Ela que já foi a capital do Fórum Social Mundial, referência mundial para o Orçamento Participativo, onde a população decidia o destino dos investimentos para a cidade, hoje é uma cidade que se tornou desumana, sem política para Habitação Popular, que no meio de uma pandemia não apresenta uma solução para mais de três mil pessoas vivendo nas ruas, sem política de mobilidade urbana, com trânsito caótico. Para completar, o prefeito Sebastião Melo (MDB) ainda quer vender um patrimônio da cidade,a Companhia Carris Porto Alegrense. A capital dos gaúchos no dia 26 de março de 2022, chegará a 250 anos.

 

O Jornal Brasil Popular abre a partir desta semana a cobertura especial sobre o aniversário da cidade. Teremos matérias, artigos contando um pouco daquela que é conhecida por ser a Porto dos Casais quando da criação da Freguesia de São Francisco do Porto dos Casais. Um ano depois, alterada para a Nossa Senhora da Madre de Deus de Porto Alegre, com seu povoamento começado em 1752, com a chegada de 60 casais açorianos.

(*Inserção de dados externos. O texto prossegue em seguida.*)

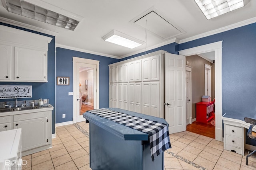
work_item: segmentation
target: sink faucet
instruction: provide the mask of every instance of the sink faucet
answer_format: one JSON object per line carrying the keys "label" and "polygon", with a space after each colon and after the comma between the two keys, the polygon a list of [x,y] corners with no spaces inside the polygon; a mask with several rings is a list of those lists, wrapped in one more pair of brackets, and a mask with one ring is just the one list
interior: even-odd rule
{"label": "sink faucet", "polygon": [[15,96],[15,107],[17,107],[17,96]]}

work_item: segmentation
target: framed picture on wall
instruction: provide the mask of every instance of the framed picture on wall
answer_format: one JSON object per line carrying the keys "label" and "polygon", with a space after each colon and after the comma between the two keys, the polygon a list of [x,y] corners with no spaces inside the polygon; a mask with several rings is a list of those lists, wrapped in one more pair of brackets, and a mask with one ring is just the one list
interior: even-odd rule
{"label": "framed picture on wall", "polygon": [[57,77],[57,85],[69,85],[69,77]]}

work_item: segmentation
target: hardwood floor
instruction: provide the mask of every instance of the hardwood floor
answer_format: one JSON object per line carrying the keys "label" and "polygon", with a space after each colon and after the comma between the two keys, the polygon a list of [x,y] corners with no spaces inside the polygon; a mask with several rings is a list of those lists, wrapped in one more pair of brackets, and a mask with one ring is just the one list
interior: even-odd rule
{"label": "hardwood floor", "polygon": [[82,115],[87,110],[93,110],[93,106],[88,104],[82,104],[80,110],[80,115]]}
{"label": "hardwood floor", "polygon": [[187,131],[215,139],[215,127],[210,122],[204,123],[194,121],[192,124],[187,126]]}

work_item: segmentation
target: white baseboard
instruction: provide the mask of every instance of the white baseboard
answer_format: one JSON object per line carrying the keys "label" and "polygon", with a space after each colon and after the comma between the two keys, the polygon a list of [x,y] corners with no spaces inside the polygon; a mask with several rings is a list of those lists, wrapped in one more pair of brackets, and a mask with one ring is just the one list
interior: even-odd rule
{"label": "white baseboard", "polygon": [[245,149],[250,150],[254,150],[256,149],[256,146],[246,144]]}
{"label": "white baseboard", "polygon": [[73,124],[73,121],[65,121],[65,122],[59,123],[55,123],[55,127],[58,126],[64,126],[64,125],[70,125]]}

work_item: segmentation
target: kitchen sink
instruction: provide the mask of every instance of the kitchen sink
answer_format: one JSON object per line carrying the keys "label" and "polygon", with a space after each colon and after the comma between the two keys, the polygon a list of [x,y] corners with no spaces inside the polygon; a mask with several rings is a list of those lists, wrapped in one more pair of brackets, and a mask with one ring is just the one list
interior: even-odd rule
{"label": "kitchen sink", "polygon": [[21,110],[30,110],[31,109],[40,109],[39,106],[26,106],[18,107],[6,108],[0,109],[0,112],[5,112],[6,111],[20,111]]}

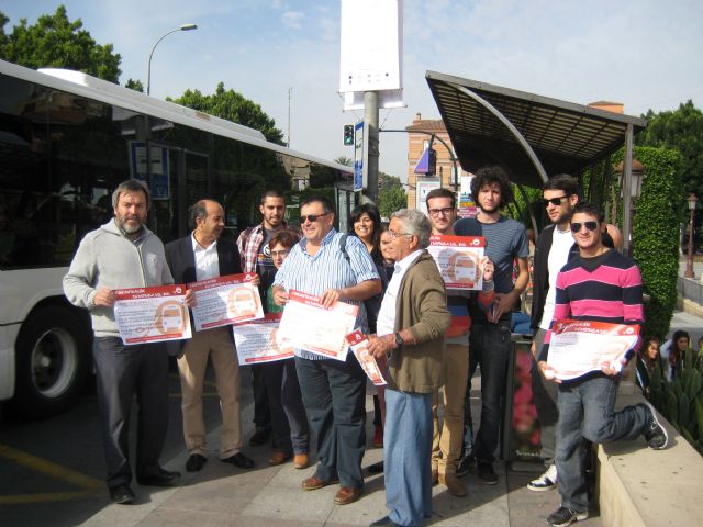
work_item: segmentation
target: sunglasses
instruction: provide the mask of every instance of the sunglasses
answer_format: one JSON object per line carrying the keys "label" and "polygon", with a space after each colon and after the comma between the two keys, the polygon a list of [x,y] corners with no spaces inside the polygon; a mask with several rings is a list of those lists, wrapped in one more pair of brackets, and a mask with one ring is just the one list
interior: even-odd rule
{"label": "sunglasses", "polygon": [[589,231],[595,231],[598,228],[598,222],[583,222],[583,223],[574,222],[571,224],[571,232],[580,233],[581,227],[583,226],[585,226],[585,228],[588,228]]}
{"label": "sunglasses", "polygon": [[545,205],[545,209],[547,206],[549,206],[549,204],[551,203],[554,206],[559,206],[561,204],[561,200],[566,200],[569,198],[569,194],[567,195],[560,195],[559,198],[550,198],[548,200],[542,200],[542,204]]}
{"label": "sunglasses", "polygon": [[326,216],[327,214],[330,214],[330,212],[325,212],[323,214],[308,214],[306,216],[301,215],[300,224],[302,225],[306,221],[310,221],[310,223],[316,222],[319,217]]}

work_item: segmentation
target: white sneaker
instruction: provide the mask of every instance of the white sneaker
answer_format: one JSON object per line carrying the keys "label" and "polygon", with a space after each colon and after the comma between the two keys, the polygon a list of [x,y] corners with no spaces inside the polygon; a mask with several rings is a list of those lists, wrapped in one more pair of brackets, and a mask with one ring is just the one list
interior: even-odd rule
{"label": "white sneaker", "polygon": [[527,489],[535,492],[550,491],[557,487],[557,466],[550,464],[544,474],[527,483]]}

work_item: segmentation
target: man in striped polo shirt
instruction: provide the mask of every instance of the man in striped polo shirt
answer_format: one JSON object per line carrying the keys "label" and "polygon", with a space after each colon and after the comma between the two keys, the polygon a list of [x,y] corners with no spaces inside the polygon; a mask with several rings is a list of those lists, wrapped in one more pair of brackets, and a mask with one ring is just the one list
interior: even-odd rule
{"label": "man in striped polo shirt", "polygon": [[[284,305],[291,290],[320,296],[325,307],[336,301],[355,304],[359,306],[356,327],[368,333],[364,300],[381,292],[381,280],[366,246],[349,236],[345,256],[339,245],[343,234],[334,228],[334,209],[327,198],[303,201],[300,225],[304,238],[291,249],[274,280],[276,304]],[[334,503],[353,503],[364,489],[366,373],[352,352],[342,362],[305,349],[295,350],[295,371],[317,438],[317,469],[302,487],[314,491],[338,480],[342,486]]]}
{"label": "man in striped polo shirt", "polygon": [[[554,321],[641,324],[641,277],[635,262],[603,245],[605,232],[602,214],[589,203],[573,210],[570,228],[579,255],[571,258],[557,276]],[[553,326],[554,326],[553,321]],[[545,336],[539,368],[547,379],[555,379],[547,365],[551,328]],[[626,359],[623,359],[623,365]],[[561,506],[548,518],[558,527],[585,519],[588,494],[582,473],[583,438],[592,442],[635,439],[640,434],[649,448],[667,446],[668,436],[648,404],[627,406],[614,412],[622,365],[603,366],[601,371],[559,383],[557,406],[557,473]]]}

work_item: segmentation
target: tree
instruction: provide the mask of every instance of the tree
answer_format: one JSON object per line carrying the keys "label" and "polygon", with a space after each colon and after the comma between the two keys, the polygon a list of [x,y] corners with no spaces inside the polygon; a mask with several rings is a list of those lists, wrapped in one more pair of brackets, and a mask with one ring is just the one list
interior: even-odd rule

Isso é o que consta na história oficial, segundo o site da Prefeitura de Porto Alegre.

 

Porém o JBP quer contar a formação de Porto Alegre com indígenas, negros e marcada por muita segregação.

 

A cidade de Porto Alegre completará 250 anos em 26 de março de 2022. Apesar das reiteradas referências aos açorianos, 20 anos antes se instalara aqui no Morro Santana o sesmeiro Jerônimo de Ornelas, vindo da Ilha da Madeira, tendo em volta de si mais ou menos a mesma população que era aquela dos Açores.

 

Porto Alegre é, na verdade, mais negra que a açoriana. Um terço de sua população eraformada por negros em 1780, muitos eram escravos e sendo responsáveis pelos serviços braçais mais pesados. Lavar roupas no Riachinho (atual Arroio Dilúvio) ali próximo onde fica o atual Gasômetro era feito por mulheres que subiam a atual General João Manoel com suas trouxas de roupas na cabeça. Assim, ficou conhecido como Morro da Formiga.Naqueles tempos este curso de água chegava até este local, por isso a Ponte de Pedra onde ele cruzava.

 

Os açorianos que deveriam ir colonizar as Missões ficaram aqui esperando por 20 anos jogados à própria sorte, recebendo terras aqui só em 1772.

 

O mito açoriano como o apagamento da presença marcante dos negros será exposto, e a verdade será contada aqui.

 

Este é o compromisso do Jornal Brasil Popular.